Google’s TurboQuant revealed
Google’s new TurboQuant quantization system reportedly trims memory use by ~6x and speeds inference up to ~8x — it’s already in production on models like Llama 3.1 and Mistral 7B (youtube.com). Media analysis says this shifts the economics toward small language models for routine enterprise tasks and claims SLMs now handle roughly 75% of enterprise AI workloads (youtube.com).
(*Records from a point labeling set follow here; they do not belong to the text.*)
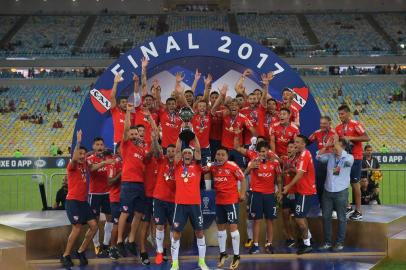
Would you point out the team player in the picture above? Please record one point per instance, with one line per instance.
(288, 201)
(355, 134)
(264, 169)
(187, 200)
(77, 208)
(118, 107)
(99, 192)
(114, 179)
(324, 137)
(226, 175)
(164, 200)
(305, 191)
(232, 120)
(132, 196)
(282, 132)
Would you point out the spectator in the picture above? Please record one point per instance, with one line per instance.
(335, 192)
(18, 154)
(53, 150)
(370, 165)
(61, 195)
(384, 149)
(367, 194)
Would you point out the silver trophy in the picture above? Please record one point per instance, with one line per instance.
(186, 133)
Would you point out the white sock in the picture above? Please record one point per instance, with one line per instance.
(306, 241)
(108, 227)
(250, 225)
(235, 240)
(96, 241)
(201, 245)
(222, 238)
(309, 235)
(175, 249)
(159, 238)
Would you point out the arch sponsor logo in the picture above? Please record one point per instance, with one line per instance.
(100, 100)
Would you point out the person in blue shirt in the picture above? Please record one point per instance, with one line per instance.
(335, 193)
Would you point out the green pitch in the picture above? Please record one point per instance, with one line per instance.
(21, 193)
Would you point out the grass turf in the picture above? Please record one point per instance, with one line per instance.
(21, 193)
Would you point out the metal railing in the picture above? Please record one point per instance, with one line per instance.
(20, 192)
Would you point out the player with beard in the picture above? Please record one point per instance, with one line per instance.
(114, 180)
(132, 197)
(264, 172)
(282, 132)
(232, 120)
(118, 107)
(226, 175)
(305, 196)
(99, 192)
(77, 208)
(187, 200)
(288, 201)
(164, 200)
(324, 137)
(271, 115)
(355, 134)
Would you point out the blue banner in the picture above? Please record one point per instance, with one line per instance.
(224, 55)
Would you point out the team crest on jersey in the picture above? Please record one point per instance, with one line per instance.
(99, 100)
(300, 99)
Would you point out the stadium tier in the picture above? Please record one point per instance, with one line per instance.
(31, 138)
(384, 122)
(351, 33)
(340, 34)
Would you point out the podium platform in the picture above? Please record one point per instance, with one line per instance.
(29, 238)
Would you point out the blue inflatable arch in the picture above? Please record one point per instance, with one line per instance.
(210, 51)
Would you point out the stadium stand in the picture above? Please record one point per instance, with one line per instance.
(350, 33)
(279, 26)
(385, 122)
(182, 22)
(394, 25)
(35, 139)
(42, 36)
(6, 23)
(118, 30)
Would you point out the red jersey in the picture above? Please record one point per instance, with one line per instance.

Google Research published a dedicated blog post on March 24, 2026 announcing TurboQuant and named Amir Zandieh and Vahab Mirrokni as lead authors, with the work slated for presentation at ICLR 2026 and related methods scheduled for AISTATS 2026 (research.google). The underlying paper, “TurboQuant: Online Vector Quantization with Near-optimal Distortion Rate,” appeared on arXiv on April 28, 2025 and reports achieving “absolute quality neutrality” for KV-cache quantization at about 3.5 bits per channel and only marginal quality loss at 2.5 bits per channel (arxiv.org). TurboQuant’s method is explicitly two-stage: an initial high-quality PolarQuant scalar quantizer applied after a random rotation, followed by a 1-bit Quantized Johnson-Lindenstrauss (QJL) transform on the residual to produce an unbiased inner-product estimator and near-optimal distortion rates (arxiv.org). Open-source reimplementations appeared within days, including a PyTorch port that validated TurboQuant on models such as Qwen2.5 on consumer GPUs and community efforts to port the algorithm into Triton kernels for Gemma hardware were documented in developer blogs and GitHub repositories (github.com) (dejan.ai). Infrastructure reporters modelled downstream economics, with VentureBeat estimating material inference-cost reductions (reporting potential cost cuts in the neighborhood of 50% in some setups) and Forbes warning the efficiency gains could paradoxically raise total DRAM demand as more workloads become feasible to run at scale (venturebeat.com) (forbes.com). Google’s post frames TurboQuant as targeted at KV-cache and vector search problems and community write-ups say production-ready code is expected to follow in the coming quarter, with several independent implementations already demonstrating the technique outside Google labs (research.google) (renovateqr.com).